A 2010 report by the inspector general of the U.S. Department of Health and Human Services, CDC’s parent agency, found the Atlanta labs did not always restrict access properly to pathogens that threaten public health, compromising the “physical security” of the bacteria.
The inspector general also found that CDC did not always obtain “approval to transfer select agents or ensure that only approved individuals accepted delivery of select agents.”
Despite the breach, a dozen experts contacted by Reuters still spoke highly of CDC’s biosafety record. They say the lapse there may be a lesson that other top level labs are even more at risk.
“There are a lot of places where BSL-3 labs are not in very good shape,” said UPMC’s Dr. D.A. Henderson, who was acting director of the Office of Public Health Emergency Preparedness following the 2001 anthrax attacks.
“Clearly something needs to be altered,” said CDC spokesman Skinner.
One change could be to extend the strictest biosafety measures even to labs working with less-dangerous pathogens. If the labs receiving the anthrax had required researchers to wear more personal protective gear, such as a respirator, exposure would have been diminished.
“When people think they’re working with inactive agents, they still need to act with at least a grain of suspicion that the samples might not be inactivated,” said Morse.
“It’s a lot of hassle working in personal protection equipment,” he said, “but an incident like this tells us that even if you think something is inactivated or safe you should err on the side of caution.”

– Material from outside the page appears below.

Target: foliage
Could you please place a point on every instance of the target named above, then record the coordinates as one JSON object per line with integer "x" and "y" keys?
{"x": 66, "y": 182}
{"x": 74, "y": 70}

The two-person rule clearly didn’t work, either, and should be revised, said Lynn Klotz, a biosecurity expert at the Center for Arms Control and Non-Proliferation in Washington. “It’s very boring to observe what another person is doing and the second person can get sloppy,” he said.
Additional controls that use technology to back up human oversight could reduce the chances of the accidental or intentional release of anthrax or a more contagious microbe that could harm a much wider population if it left the lab.
“If this had been a highly contagious bird flu that they were working with instead of anthrax, I’d be scared to death,” Klotz said.